検証・機動爆雷
−装甲板の周辺−

爆雷片と装甲板の禁じられた抱擁・不倫妻がそこで見たものは!

林[艦政本部開発部長]譲治

え〜、タイトルは何かと言いますと、要するに思考実験でして、機動爆雷の破片が宇宙船の装甲(外壁)に当ったとき、もしもそこに『観測者』として不倫妻がいたとしたら、彼女はどのような情景を観測する事になろうか、それを考えようということです。 思考実験とは要するに、実際に実験を行わずにある限定された条件の下で、構成要素がどのような振舞いをするかを純粋に理論だけで検討するものです。有名なのでは不確定性理論でおなじみの、箱の中に放射性同位元素と毒ガス装置と猫を入れて生存確率を考える、シュレなんとかの猫などがあります。むろんこれは思考実験ですから、趣旨さえ正鵠を得ていれば、例えば猫と毒ガスのかわりに、箱の中に不倫妻と愛人と亭主を入れて、愛人の生存確率を考える・・・でも不確定性理論の思考実験は可能です。
 さて、爆雷片と装甲板の問題は、実は人外協では発足当時からの問題でありまして、私の記憶によればダイナ☆コン・EXの夏期甲州の時代からすでにその存在が知られております。ところがその結論はいまだに出ておりません。何故でしょう?理由はその衝突条件にあります。
 固体を音波が伝わる速さはだいたい4〜6キロ毎秒という所。もっとも速そうなベリリウムでも12キロ毎秒程度です。固体中の音速とは情報が伝わる速さとも解釈できます。つまり固体が衝突したと言う情報は音速以上では伝わらない”筈”です。だから装甲板は音速以上では裂ける事が出来ない”筈”なのね。
 ところが航空宇宙軍の宇宙船は場所にもよりますが毎秒100キロのオーダーはざら。これが音速以下ならば、衝突した爆雷片は素直に装甲板の中を進んで行けば良い。
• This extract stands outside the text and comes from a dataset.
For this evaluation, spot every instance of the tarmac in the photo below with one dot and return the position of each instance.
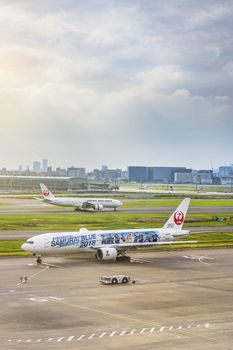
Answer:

例えば対戦車砲やなんだといっても初速は装甲板内部の音速以下ですから、これはそれほど悩む事はない(とも断言できないけど)。でも機動爆雷と宇宙船の場合はこうはいかない。破片と装甲の相対速度差は音速の比では無いのである。
 しからば何故ここで破片と装甲の相対速度差にこだわるのか。一般に不倫妻の悪評は情事の回数に比例し、物体の運動エネルギーは速度の自乗に比例する。だから相対速度差の大きな破片ほど持っているエネルギーは大きい。これは事実だ。だから機動爆雷の破片が宇宙船の装甲(外壁)に当ったとき、もしもそこに『観測者』として不倫妻がいたとしたら、運動エネルギーの大きい衝突ほど、破片が装甲に多大なダメージを与えるのを観測する・・・と信じれるなら話は単純。『何も変わった事は無かったわ』妻の言葉を信じることができたなら、ああ、夫はどんなに幸せであることでしょう。
 が、ここで夫は妻の言葉に疑惑を抱いてしまうのだな。ここで夫が抱く疑惑とは、破片と装甲との相対速度が大きけれ大きいほど、装甲のダメージは大きいのだろうかと言うこと。例えば、ある速度以上で衝突した破片は、あまりにも高速のために装甲と相互作用をする間もなく、宇宙船を付き抜けてしまわないだろうか?あるいはある速度以上で衝突すると破片が完全弾性を起こして元来た方向へ飛び去ってしまわないか。はたまた、ある程度以上の速度になるとプラズマ化した破片により装甲が受けるダメージは頭打ちにならないか(プラズマになっても破片の運動方向は変化しないはず。成形炸薬弾のガスのように)等など。
 つまり機動爆雷レベルの速度になって、仮に物性的理由から破片の威力が運動エネルギーに比例しないとしたら、『機動爆雷が使用できる相対速度には、ある範囲が存在する』ということになります。
 これ、どういう事かと言うと、戦闘において機動爆雷が使える領域と使えない領域が存在する可能性を意味する。相対速度をある範囲に収めねばならないとしたら、フリケートや仮想巡洋艦の運用や戦術は非常に影響を受けるわけです。夫ならずとも不倫妻の証言が気になる理由が、これでおわかりいただけることでしょう。